To a certain extent different cruise lines target specific demographic segments of the population. The best known example of that attribution, arguably, is Holland America, which had -- and in some areas, still has -- a reputation for catering to older clientele. Consider this joke that's been around for years: Holland America passengers are so old the first cruise they took was on Noah's Ark! Really, this only applies to those people's parents.
There are some lines that cater to a limited slice of the demographic pie, but by and large these are smaller, more upscale or "niche" products. And while it is true that certain lines are better for some ages and lifestyle preferences than others, in truth, as ships' capacities swell, most large cruise lines find it necessary to widen the demographic window and attract passengers outside their original marketing niche. Likewise, destinations that were once associated with certain age groups now attract a broad spectrum of ages. Nowadays you are as likely to meet families as retirees on an Alaskan cruise.
There is, however, one rule of thumb that is still fairly valid. Generally speaking, the longer the cruise and the higher the fare, the older the passengers.
I would really like to go on a cruise, but I suffer from a disability that causes significant mobility issues. I have my better days, where I can go for a decent stretch with a walker, but more than often the wheelchair is my necessary mode of transport. Are there certain lines or itineraries that are better suited to persons with disabilities?
For any given cruise line, the answer may vary depending on destination and the actual abilities of the cruise passenger.
The first thing to look for is an itinerary without many tender ports. Tender ports -- such as Grand Cayman, Portofino, Cabo San Lucas, Sitka, to name a few -- don't have docks, so ships can't pull alongside.

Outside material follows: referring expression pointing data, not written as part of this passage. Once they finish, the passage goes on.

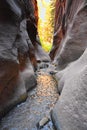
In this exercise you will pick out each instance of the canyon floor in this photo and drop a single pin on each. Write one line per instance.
(38, 105)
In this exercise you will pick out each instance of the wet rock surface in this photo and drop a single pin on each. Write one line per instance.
(38, 105)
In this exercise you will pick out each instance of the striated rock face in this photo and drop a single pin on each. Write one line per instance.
(74, 26)
(18, 44)
(70, 112)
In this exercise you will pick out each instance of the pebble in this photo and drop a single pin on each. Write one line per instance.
(43, 122)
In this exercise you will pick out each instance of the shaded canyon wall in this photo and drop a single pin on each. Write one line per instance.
(70, 47)
(20, 50)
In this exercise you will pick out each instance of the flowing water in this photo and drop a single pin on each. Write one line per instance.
(38, 105)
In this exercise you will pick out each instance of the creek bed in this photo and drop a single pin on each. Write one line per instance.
(38, 105)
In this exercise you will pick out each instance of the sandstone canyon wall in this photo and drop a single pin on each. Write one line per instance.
(20, 50)
(70, 112)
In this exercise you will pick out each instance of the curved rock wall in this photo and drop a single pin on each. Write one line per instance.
(70, 112)
(73, 37)
(20, 50)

Instead, passengers are ferried to shore in smaller boats (usually those that also serve as lifeboats), and in many cases these are not terribly safe for wheelchair users or others with mobility issues.

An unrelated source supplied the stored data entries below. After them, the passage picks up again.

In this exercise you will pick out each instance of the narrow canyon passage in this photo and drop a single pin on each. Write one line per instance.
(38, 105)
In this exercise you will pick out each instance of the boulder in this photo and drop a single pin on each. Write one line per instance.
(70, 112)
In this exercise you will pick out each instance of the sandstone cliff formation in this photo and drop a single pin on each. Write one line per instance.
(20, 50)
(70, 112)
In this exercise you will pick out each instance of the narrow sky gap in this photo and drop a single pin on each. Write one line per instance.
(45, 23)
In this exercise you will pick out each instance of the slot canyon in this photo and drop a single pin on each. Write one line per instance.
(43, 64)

Holland America is one cruise line that does offer a wheelchair-accessible tender system.
In port, there are many sightseeing tours that use motorcoaches to transport passengers. However, most of these have fairly steep steps -- and no wheelchair lifts. The buses can often store collapsible wheelchairs, but they are just not necessarily equipped with ramps or lifts. In many cases, this is something that's beyond cruise lines' control, though some do make more of an effort to work with tour companies that can provide lifts; Crystal Cruises, for one, arranges lifts whenever possible, but they're not always available.
Princess Cruises is another; its Alaska cruisetours, for instance, feature accessible railcars and hotels, and it does use an accessible trolley for a St. Thomas tour. But such features are not offered in every port.

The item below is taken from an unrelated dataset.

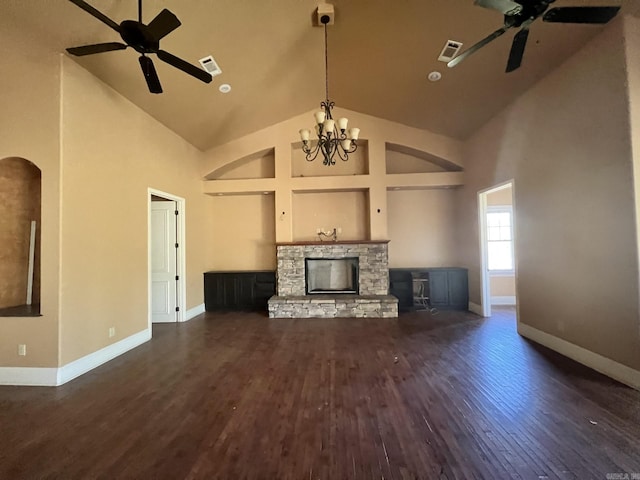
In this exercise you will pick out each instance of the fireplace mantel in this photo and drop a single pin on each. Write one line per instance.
(330, 243)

I'd recommend taking a look at Cruise Critic's "Disabled Cruise Travel" message board. You can read through past threads that mention resources for various destinations for travelers with disabilities (this one is particularly useful) and ask questions of the other cruisers who have experience with the accessibility of the various ports and cruise lines. The posters often mention independent tour providers that are friendly to travelers with disabilities -- from what I've read, it's often better to arrange your own tours than rely on the cruise lines to give an accurate depiction as to how accessible the ship-sponsored tours are.
Ultimately, disabled travelers can enjoy most any cruise destination -- it just might take a little more advance planning.